Pazarlarda satılan zeytinyağlarının içerikleri incelendiğinde, sağlığa zarar verebilecek pek çok unsur ortaya çıkıyor. Tüketicilerin dikkatli olması ve ucuz diye güvenilir olmayan yağları satın almaması gerek. Peki, zeytinyağı alırken nelere dikkat etmeliyiz?
Zeytinlerin elle veya makine yardımıyla toplandığı hasat dönemi genellikle sonbaharda gerçekleşiyor. Elle toplanan zeytinler daha az hasar gördüğü için daha iyi kalitede zeytinyağı üretimine imkan tanıyor. Fakat piyasada mevcut zeytinyağı satışlarında oldukça dikkatli davranılması gerek. Fiyat artışları sebebiyle ucuz bulunan zeytinyağları fırsat bilinmemeli!
100-120 TL’LİK ZEYTİNYAĞI MALİYETİ OLAMAZ!
Geçen yılki 74 lira olan zeytinyağı alım fiyatları, bu sezon 295 liraya yükseldi. Ancak raflarda 315 liradan satışa sunularak yerlerini aldı. Kaliteli bir zeytinyağının 300 bandında olması vatandaşımıza biraz pahalı geliyor ve çareyi alternatiflerde arıyor. 100 ile 120 TL maliyet değerinde olan herhangi bir zeytinyağı zaten mevcut değil.
Bu işi fırsata çeviren pazarcılar, tüketicilere adeta tehdit oluşturuyor ve pazarlarda zeytinyağı esanslı başka yağlar satışa çıkarıyor. Bu yağlar insan sağlığına oldukça zararlı.
UCUZ ZEYTİNYAĞININ ZEYTİNLE ALAKASI YOK!
Analiz makinelerinden elde edilen verilere göre pazarda 100-120 TL bandında satılan zeytinyağlarının içeriğinde sadece zeytinyağı esansı bulunuyor. Pamuk yağı gibi yağların içerisine karıştırılan zeytinyağı esansı ile hazırlanan bu içerikleri vatandaşın kesinlikle tüketmemesi gerekiyor. Peki, zeytinyağı alırken nelere dikkat etmeliyiz, halis zeytinyağı nasıl anlaşılır?
ZEYTİNYAĞI ALIRKEN NELERE DİKKAT ETMELİYİZ?
Koyu renkli cam şişeler tercih edilmeli; şeffaf cam ve pet ambalajlardan kaçınılmalı. Sızma zeytinyağının pet ambalajlardaki kimyasalları çözebileceği ve bu kimyasalların insan sağlığına zarar verebileceği araştırmalarla belirtilmiştir. Şeffaf cam şişeler ise ışık geçirerek yağın bozulmasına neden olabilir.

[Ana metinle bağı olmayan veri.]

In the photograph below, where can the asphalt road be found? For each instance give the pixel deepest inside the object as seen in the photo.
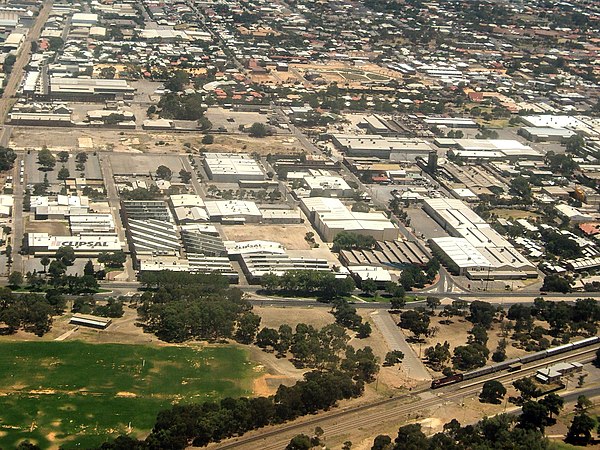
(340, 422)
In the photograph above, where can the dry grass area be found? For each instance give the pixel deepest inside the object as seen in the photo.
(456, 333)
(514, 214)
(245, 144)
(290, 236)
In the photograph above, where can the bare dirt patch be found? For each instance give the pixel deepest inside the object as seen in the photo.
(290, 236)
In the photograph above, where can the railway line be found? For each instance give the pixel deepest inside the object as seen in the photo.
(346, 420)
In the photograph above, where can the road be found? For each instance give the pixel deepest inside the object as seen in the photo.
(341, 422)
(395, 339)
(17, 225)
(16, 75)
(115, 205)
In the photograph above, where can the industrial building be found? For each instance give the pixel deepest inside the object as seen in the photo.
(330, 217)
(395, 254)
(474, 248)
(327, 186)
(89, 89)
(489, 149)
(145, 209)
(197, 242)
(545, 134)
(91, 223)
(393, 148)
(191, 264)
(233, 211)
(64, 206)
(83, 245)
(232, 167)
(152, 237)
(255, 265)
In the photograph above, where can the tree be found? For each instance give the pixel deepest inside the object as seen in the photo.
(492, 392)
(248, 325)
(580, 431)
(534, 416)
(46, 159)
(63, 173)
(556, 283)
(44, 261)
(368, 286)
(267, 337)
(177, 82)
(482, 313)
(410, 437)
(258, 130)
(415, 320)
(470, 356)
(164, 173)
(15, 279)
(7, 158)
(437, 356)
(185, 176)
(300, 442)
(89, 268)
(352, 241)
(553, 403)
(583, 404)
(392, 358)
(113, 259)
(66, 254)
(527, 388)
(433, 302)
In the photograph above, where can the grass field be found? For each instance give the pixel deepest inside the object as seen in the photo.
(76, 394)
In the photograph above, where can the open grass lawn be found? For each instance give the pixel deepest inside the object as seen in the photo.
(76, 394)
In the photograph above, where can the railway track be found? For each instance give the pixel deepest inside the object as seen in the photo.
(349, 419)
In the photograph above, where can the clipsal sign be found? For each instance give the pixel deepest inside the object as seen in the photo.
(80, 244)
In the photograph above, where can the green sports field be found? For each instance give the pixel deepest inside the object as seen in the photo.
(76, 394)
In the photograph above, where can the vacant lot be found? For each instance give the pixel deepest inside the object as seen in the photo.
(74, 394)
(514, 214)
(290, 236)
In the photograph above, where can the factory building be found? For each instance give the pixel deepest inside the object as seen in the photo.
(145, 209)
(83, 245)
(91, 223)
(474, 248)
(232, 167)
(330, 217)
(89, 89)
(393, 148)
(233, 211)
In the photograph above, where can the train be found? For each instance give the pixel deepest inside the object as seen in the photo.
(513, 364)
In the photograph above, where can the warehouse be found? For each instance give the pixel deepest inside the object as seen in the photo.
(545, 134)
(327, 186)
(330, 217)
(197, 242)
(145, 209)
(193, 264)
(475, 250)
(83, 245)
(233, 211)
(489, 149)
(91, 223)
(86, 320)
(152, 237)
(232, 167)
(255, 265)
(393, 148)
(89, 89)
(64, 206)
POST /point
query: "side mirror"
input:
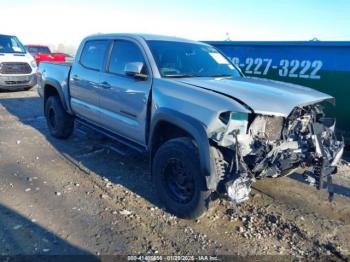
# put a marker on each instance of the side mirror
(134, 69)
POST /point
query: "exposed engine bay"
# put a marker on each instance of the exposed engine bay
(272, 146)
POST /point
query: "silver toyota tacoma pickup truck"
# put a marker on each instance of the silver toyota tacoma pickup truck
(205, 126)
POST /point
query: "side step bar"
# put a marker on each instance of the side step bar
(111, 135)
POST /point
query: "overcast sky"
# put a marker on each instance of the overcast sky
(68, 21)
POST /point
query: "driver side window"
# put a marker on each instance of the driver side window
(124, 52)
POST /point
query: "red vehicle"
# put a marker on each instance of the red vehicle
(43, 53)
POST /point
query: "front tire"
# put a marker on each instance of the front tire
(59, 122)
(180, 184)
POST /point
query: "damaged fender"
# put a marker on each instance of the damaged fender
(273, 146)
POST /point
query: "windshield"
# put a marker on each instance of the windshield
(38, 49)
(10, 44)
(180, 59)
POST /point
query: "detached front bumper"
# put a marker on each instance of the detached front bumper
(274, 147)
(16, 82)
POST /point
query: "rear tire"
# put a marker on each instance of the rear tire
(177, 177)
(59, 122)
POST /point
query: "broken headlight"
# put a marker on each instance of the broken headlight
(235, 122)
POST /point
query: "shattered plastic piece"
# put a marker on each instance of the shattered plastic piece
(238, 191)
(125, 212)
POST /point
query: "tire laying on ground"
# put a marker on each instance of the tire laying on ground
(60, 123)
(178, 179)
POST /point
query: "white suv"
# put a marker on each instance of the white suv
(17, 66)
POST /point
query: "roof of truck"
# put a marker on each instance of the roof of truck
(147, 37)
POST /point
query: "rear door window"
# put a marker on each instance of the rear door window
(124, 52)
(93, 54)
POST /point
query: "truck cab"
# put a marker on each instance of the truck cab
(17, 67)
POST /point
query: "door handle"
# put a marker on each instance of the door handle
(75, 77)
(105, 85)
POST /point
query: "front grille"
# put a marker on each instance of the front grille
(15, 68)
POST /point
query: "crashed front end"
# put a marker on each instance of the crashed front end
(272, 146)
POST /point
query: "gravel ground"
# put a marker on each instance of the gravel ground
(90, 196)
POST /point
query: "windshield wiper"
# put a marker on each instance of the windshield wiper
(221, 75)
(178, 75)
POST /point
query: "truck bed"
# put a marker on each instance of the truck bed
(55, 73)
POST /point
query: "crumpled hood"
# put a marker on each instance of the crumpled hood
(263, 96)
(26, 57)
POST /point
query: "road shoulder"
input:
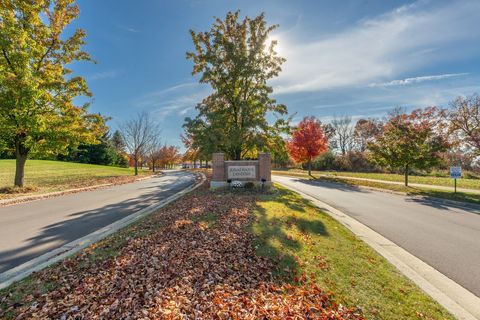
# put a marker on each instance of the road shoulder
(49, 258)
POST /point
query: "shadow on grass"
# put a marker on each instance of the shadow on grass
(277, 230)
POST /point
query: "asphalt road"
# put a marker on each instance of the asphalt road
(445, 236)
(31, 229)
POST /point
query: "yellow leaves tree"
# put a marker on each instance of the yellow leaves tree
(37, 113)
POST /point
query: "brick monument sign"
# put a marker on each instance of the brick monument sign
(256, 171)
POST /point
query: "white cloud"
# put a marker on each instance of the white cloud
(126, 28)
(379, 49)
(176, 100)
(417, 80)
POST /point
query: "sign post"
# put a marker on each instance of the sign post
(455, 173)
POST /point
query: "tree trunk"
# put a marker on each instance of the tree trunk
(21, 158)
(406, 175)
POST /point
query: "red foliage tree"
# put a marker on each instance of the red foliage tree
(308, 141)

Zeytinyağı ambalajının contalı ve vidalı olmasına dikkat edilmeli; mantar kapaklı ambalajlar tercih edilmemeli. Mantar kapaklı şişeler hava alabilir, bu da zeytinyağının oksidasyona uğramasına ve bozulmasına yol açabilir.
Yağın rengi kaliteyi belirlemez; çözünebilen klorofil eklenmiş veya gıda boyası kullanılmış yağlar sizi yanıltabilir.
Ürünler güneş ışığına maruz kalmamalı; bu durumda olan sızma zeytinyağları hızla okside olabilir ve kötü kokabilir.
Etiket üzerindeki bilgilere dikkat edilmeli; üretim yılı, dolum tarihi, son kullanma tarihi, coğrafi işaret, zeytin çeşidi ve bölgesi gibi önemli bilgiler yer almalı.
Sızma zeytinyağı taze tüketilmeli; bekledikçe bozulabilir ve sağlığa yararlı fenolik bileşenleri kaybedebilir. Her sezon yeni sızma zeytinyağı tercih edilmeli.
Sızma zeytinyağı düşük sıcaklıklarda donabilir, ancak donması saf olmadığı anlamına gelmez.
Ambalaj boyutu, tüketim miktarına göre seçilmeli; büyük ambalajlar kullanılıyorsa hava alması için ek delik açılmamalı.
Ürün, karanlık, serin ve rutubetsiz bir ortamda saklanmalı; diğer kokulu maddelerden uzak tutulmalı.
Etiket ve ambalaj kontrol edilmeli; delinmiş veya sızdırmış ambalajlı ürünlerden kaçınılmalı.
Sızma zeytinyağına zarar verebilecek unsurlar: ışık, hava, sıcaklık, su ve nemdir.